McKiernan's tale begins in Iran where he headed at the behest of a nongovernmental organization to assist Iraqi Kurdish refugees fleeing the 1991 uprising. He relates a midnight interrogation by the Iranian Revolutionary Guards while the hotel manager, "a Kurd in a police state," looked on, "a look of embarrassment on his face." Over the next chapters and years, McKiernan shuttles between Iraq and Turkey where he meets local Kurds, as well as officials and others. Importantly, he traces the evolution of the Kurdish issue in Washington, recalling how in 1992 Kurdish officials such as Patriotic Union of Kurdistan (PUK) leader Jalal Talabani—Iraq's current president—had difficulty getting meetings at the State Department.
It is easy to romanticize the Kurds—the perennial underdogs who have overcome great odds—and too many journalists do so. But McKiernan does not, nor does he whitewash Kurdish history in Iraq. He addresses the 1994-97 internecine civil war in which Talabani and his rival, Kurdistan Democratic Party (KDP) president Masoud Barzani, sent each other's supporters to mass graves. He also describes the KDP obsession with spying upon and controlling foreign press and visitors.
Such balance, however, does not extend to the Turkish Kurds. McKiernan's account oozes with antipathy toward Turkey. He wrongly calls Kurds "second class citizens" in Turkey, ignoring that presidents, foreign ministers, and scores of parliamentarians have been Kurdish. Lack of education and the urban-rural divide better explain the social differences in Turkey than ethnicity. Too often McKiernan uncritically accepts the Kurdistan Workers Party (PKK) narrative, though many Kurds consider it a terrorist group.

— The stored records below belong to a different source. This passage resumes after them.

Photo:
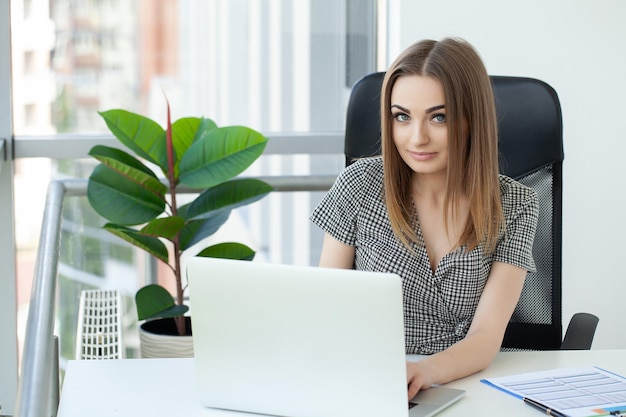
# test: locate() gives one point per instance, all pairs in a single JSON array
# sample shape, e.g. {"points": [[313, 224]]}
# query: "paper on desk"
{"points": [[576, 392]]}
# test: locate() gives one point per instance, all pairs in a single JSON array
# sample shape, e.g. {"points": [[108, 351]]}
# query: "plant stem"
{"points": [[180, 321]]}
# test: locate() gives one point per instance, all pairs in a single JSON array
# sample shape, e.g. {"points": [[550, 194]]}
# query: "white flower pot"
{"points": [[158, 339]]}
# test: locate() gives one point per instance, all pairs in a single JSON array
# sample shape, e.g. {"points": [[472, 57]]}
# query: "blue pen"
{"points": [[543, 408]]}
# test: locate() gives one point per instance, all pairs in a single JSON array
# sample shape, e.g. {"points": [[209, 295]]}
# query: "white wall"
{"points": [[577, 46]]}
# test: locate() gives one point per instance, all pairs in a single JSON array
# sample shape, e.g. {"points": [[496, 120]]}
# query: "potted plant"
{"points": [[143, 209]]}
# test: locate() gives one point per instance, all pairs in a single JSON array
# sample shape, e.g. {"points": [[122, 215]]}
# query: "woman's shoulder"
{"points": [[364, 169]]}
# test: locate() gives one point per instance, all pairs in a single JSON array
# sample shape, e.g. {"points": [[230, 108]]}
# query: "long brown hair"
{"points": [[473, 155]]}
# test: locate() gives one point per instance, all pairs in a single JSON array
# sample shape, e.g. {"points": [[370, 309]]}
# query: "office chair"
{"points": [[531, 151]]}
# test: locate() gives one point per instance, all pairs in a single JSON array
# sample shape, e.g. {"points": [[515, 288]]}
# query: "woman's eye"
{"points": [[439, 118], [401, 117]]}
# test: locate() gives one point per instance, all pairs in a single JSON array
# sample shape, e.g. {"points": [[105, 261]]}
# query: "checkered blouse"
{"points": [[439, 306]]}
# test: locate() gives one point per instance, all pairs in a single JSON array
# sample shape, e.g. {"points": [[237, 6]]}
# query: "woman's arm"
{"points": [[484, 337], [336, 254]]}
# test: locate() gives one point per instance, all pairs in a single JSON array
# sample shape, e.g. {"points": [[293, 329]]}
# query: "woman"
{"points": [[434, 210]]}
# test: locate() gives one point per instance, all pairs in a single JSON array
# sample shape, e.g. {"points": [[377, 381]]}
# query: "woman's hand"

The second half of The Kurds discusses the 2003 Iraq war. McKiernan captures the atmosphere of anxiety that Saddam might again launch chemical weapons against the Iraqi Kurds. His provides a gripping account of the assassination attempt on PUK prime minister Barham Salih. He describes how Iraqi Kurds would sell stories about weapons of mass destruction to U.S. reporters willing to pay for them. This raises an important but unaddressed question: How much of what entered U.S. news accounts originated with Kurdish political parties?

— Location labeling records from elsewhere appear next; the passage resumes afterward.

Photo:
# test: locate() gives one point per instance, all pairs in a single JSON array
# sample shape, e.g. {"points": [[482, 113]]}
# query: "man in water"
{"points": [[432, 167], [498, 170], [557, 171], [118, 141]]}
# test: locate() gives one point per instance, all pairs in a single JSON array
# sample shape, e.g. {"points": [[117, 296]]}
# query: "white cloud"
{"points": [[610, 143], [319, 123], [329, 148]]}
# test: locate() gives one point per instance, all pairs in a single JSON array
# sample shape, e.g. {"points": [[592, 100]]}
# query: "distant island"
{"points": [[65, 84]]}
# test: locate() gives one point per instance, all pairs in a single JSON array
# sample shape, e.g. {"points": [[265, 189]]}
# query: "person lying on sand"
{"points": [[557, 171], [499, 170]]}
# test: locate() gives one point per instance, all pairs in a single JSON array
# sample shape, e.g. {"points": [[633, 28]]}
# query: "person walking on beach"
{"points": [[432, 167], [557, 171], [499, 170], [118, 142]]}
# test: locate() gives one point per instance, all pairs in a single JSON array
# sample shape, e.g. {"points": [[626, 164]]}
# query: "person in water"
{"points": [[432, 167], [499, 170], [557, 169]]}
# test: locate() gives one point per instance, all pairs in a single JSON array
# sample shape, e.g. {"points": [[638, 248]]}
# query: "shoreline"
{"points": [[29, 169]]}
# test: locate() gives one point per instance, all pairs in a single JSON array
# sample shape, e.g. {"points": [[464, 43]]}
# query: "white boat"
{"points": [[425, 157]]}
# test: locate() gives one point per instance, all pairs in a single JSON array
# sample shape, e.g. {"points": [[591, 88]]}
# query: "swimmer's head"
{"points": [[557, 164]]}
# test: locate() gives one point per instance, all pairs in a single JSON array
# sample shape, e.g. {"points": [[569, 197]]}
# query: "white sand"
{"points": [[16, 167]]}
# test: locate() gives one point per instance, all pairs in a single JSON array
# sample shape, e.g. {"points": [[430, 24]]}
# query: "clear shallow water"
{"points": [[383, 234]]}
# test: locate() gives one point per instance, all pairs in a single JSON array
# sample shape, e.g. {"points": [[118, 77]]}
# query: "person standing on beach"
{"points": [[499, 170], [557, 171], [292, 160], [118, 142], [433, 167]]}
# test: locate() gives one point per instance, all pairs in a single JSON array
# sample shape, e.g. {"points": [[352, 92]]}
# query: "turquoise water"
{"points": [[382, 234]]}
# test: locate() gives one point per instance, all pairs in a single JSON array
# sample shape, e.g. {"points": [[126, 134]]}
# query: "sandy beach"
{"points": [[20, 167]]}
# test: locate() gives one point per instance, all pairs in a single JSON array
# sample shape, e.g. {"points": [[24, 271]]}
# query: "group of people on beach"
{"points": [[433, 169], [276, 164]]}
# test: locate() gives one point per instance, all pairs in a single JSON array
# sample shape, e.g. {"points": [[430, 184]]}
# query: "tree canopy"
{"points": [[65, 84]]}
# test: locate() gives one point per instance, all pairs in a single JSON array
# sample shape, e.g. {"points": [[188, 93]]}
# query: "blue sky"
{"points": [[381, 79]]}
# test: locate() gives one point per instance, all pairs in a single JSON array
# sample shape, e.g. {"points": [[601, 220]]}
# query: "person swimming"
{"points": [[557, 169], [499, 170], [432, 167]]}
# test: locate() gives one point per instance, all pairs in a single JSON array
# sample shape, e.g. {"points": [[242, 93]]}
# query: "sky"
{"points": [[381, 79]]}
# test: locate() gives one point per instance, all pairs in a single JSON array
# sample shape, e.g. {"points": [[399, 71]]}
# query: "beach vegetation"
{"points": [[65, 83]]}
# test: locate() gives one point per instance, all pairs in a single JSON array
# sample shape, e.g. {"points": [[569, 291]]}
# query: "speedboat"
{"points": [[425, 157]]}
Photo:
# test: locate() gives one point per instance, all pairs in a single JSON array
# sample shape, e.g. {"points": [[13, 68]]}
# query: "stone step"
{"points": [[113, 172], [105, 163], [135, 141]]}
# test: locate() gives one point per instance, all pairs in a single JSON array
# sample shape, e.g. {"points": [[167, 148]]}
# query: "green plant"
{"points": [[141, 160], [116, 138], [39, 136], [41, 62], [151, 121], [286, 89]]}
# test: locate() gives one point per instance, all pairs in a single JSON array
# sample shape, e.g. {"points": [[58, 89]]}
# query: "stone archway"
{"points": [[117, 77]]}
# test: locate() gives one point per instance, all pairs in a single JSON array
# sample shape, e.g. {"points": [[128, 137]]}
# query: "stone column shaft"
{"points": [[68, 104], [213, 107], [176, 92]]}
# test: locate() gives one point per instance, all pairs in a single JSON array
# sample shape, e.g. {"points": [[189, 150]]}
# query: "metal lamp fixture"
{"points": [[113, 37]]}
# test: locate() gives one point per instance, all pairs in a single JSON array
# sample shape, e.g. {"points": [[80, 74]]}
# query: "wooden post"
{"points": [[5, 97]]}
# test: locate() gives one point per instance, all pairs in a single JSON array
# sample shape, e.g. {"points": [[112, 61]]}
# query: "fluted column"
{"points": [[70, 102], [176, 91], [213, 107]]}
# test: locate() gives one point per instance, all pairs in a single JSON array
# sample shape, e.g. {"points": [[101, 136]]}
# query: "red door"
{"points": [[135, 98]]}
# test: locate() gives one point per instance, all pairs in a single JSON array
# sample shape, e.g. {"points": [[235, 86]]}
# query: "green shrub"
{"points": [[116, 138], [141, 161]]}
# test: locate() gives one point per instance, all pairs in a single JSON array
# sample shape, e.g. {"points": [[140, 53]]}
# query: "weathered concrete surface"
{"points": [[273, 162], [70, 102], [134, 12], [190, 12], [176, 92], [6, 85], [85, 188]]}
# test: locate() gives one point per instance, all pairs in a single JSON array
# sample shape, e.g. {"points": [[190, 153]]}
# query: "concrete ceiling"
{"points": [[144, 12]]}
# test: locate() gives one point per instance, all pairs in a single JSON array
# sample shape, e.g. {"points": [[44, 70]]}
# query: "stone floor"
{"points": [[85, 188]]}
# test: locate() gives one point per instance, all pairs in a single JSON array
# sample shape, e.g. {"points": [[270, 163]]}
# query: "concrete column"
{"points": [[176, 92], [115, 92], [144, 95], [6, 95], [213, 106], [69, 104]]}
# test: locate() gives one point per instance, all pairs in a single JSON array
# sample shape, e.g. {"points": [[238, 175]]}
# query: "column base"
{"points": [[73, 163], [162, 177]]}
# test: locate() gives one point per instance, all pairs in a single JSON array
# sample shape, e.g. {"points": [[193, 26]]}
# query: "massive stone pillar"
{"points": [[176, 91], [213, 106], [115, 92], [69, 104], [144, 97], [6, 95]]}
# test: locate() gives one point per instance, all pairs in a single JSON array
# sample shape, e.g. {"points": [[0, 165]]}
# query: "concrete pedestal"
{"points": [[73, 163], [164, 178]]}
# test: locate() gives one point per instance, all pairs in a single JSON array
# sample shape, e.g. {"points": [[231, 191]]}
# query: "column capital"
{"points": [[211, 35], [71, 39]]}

McKiernan's writing is eloquent, but uneven analysis weakens his narrative. That U.S. government officials cite the open press in speeches should not lead to the conclusion that they derive their information from newspaper stories. Conspiracy theories lace his account, such as the silly idea that the Pentagon hid the death of U.S. servicemen during the 2003 war. While a frequent theme of Baathist propaganda, such cover-ups are impossible given soldiers' parents, wives, and children, as well as the U.S. government's pension system. It is unclear how representative McKiernan's encounters are, or whether he reinterprets or revises observations in order to appear more astute. He appears to exaggerate Kurdish-Shi‘i distrust. Analogies to American Indians and false predictions of civil war cheapen what is ultimately a good read but an uneven account of an important time and region.